👍👍👍👍👍Pass-through of fall in commodity prices not clear: RBI MPC’s Bhide | Business Standard News

Clipped from: https://www.business-standard.com/article/finance/we-are-looking-to-reduce-inflation-rate-over-medium-term-shashanka-bhide-123022301212_1.html?code=NTM4OTU9MTIzMDIyMzAxMjEy

‘In the past two meetings, the size of the rate increases have come down’

Shashanka Bhide

Shashanka Bhide, external member of the Monetary Policy Committee (MPC), voted in favour of a rate hike along with the internal members of the RBI in the latest policy meeting. In an interview with Asit Ranjan Mishra, he said the MPC is aiming to bring down inflation level within the tolerance band in 2023-24. Edited excerpts:

You are now the only external member to vote against a pause. You clearly don’t share the risks to economic growth from over-shooting policy tightening?

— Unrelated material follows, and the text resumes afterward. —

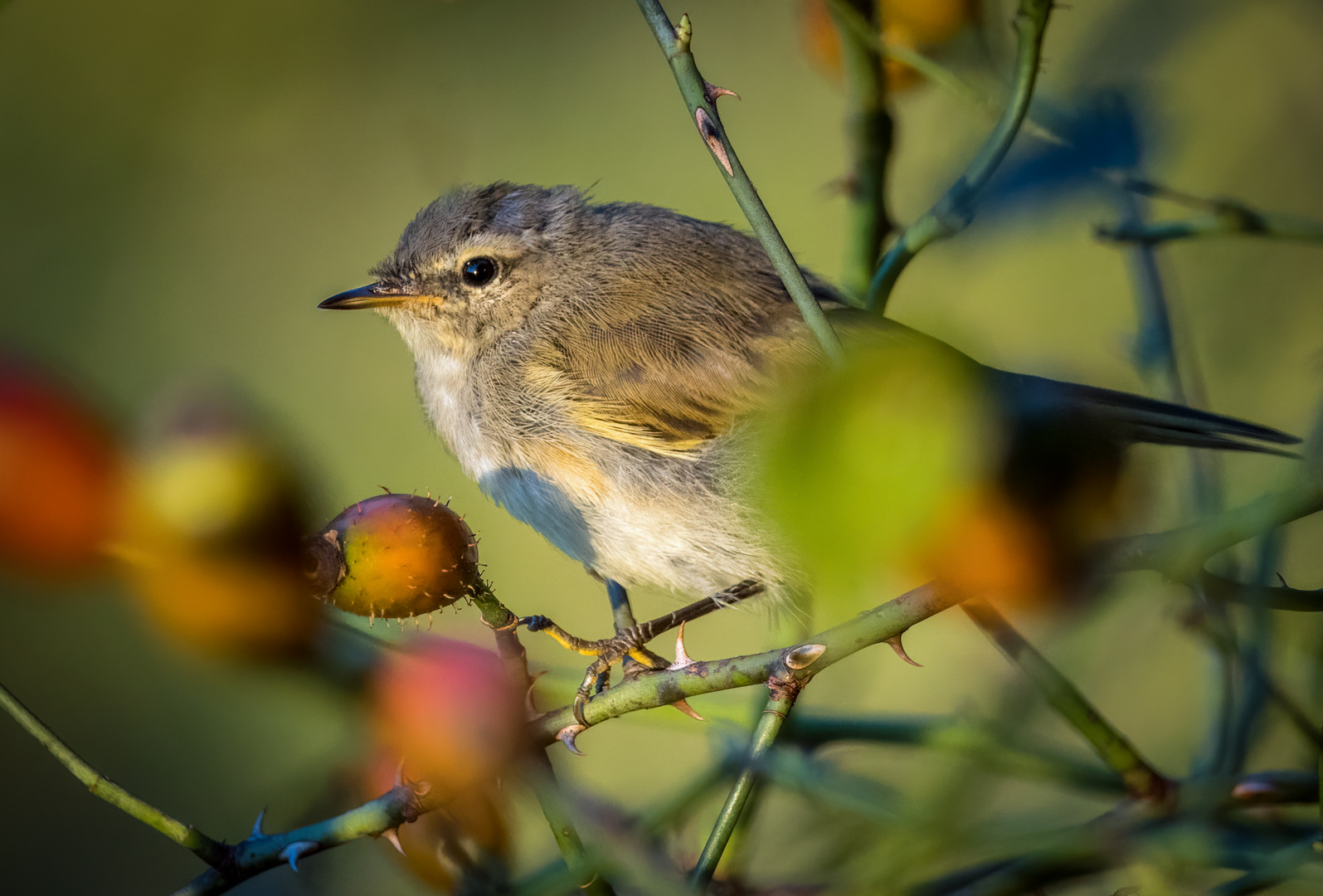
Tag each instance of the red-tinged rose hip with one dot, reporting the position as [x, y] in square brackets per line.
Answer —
[60, 477]
[395, 556]
[450, 711]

No, I am a member in favour of an increase in rate (in the last MPC meet). The price rise was significant in many commodities. For me, the issue was core inflation, which continued to be high. Several components of core inflation were above 6 per cent. The rate hike was in the background of the continued inflationary pressures, especially in the sectors and commodities other than food. We are looking to reduce the inflation rate target over the medium term. We are not close to that yet. Growth is certainly an area that will be affected by higher interest rates. But at the same time, the continued high inflation rate is a real concern now.

Since the RBI has raised policy rates cumulatively by 250 basis points and rate transmission takes time, will it not be prudent to pause and allow past policy rate hikes to show its impact on the ground?

In the past two meetings, the size of the rate increases has come down. You are right, we have had rate increases since the May meeting. It’s the question of achieving our mandate. We need to see that we are within the tolerance band in 2023-24. To know whether rate increases are required or not, we need to have those trends. Many of the things, especially the international commodity prices, are more favourable. What is less clear is the pass through of many of the decline in the international prices in the domestic market. These two-three things are important on what the policy position would be. After the significant increase in rates since May, we are still not within the tolerance band. So rate decisions will have to be based on how the data looks like.

Though inflation is still not within the band, any further rate hike will not immediately have an impact on the inflation trajectory. Whatever rate hikes have already happened, only those can have an impact on inflation in the next few quarters. From that aspect also, don’t you think any further rate hike may not be needed?

That is a concern which is certainly there. The transmission of rate hike on overall price conditions and what happens to the demand conditions due to the rate hike. This trade-off is a concern. Lower inflation rate is a priority now. The decisions will have to be based on that.

MPC members, including you, have made core inflation a benchmark while the mandate is the headline retail inflation. Why is that?

It is not a move away from the mandate. It is simply the fact that unless the core inflation also comes down, it is tough to bring the overall inflation rate in a sustained way closer to our target, even within the tolerance band. Strictly speaking, (the area of concern are) core inflation and to some extent the fuel and light inflation, which is in double digits.

How much policy tightening of other central banks, especially the US Fed, and possible capital outflow impact MPC’s policy decisions?

I don’t think they directly influence rate decisions. But the overall economic trends certainly would have an impact on decisions. For example, the external environment is affected by all that happens — decisions by other central banks, commodity markets, capital flows, and so on. All of these will certainly have an impact on the assessment of the course of the economy. But it’s the expectations of inflation and growth for the economy that are critical.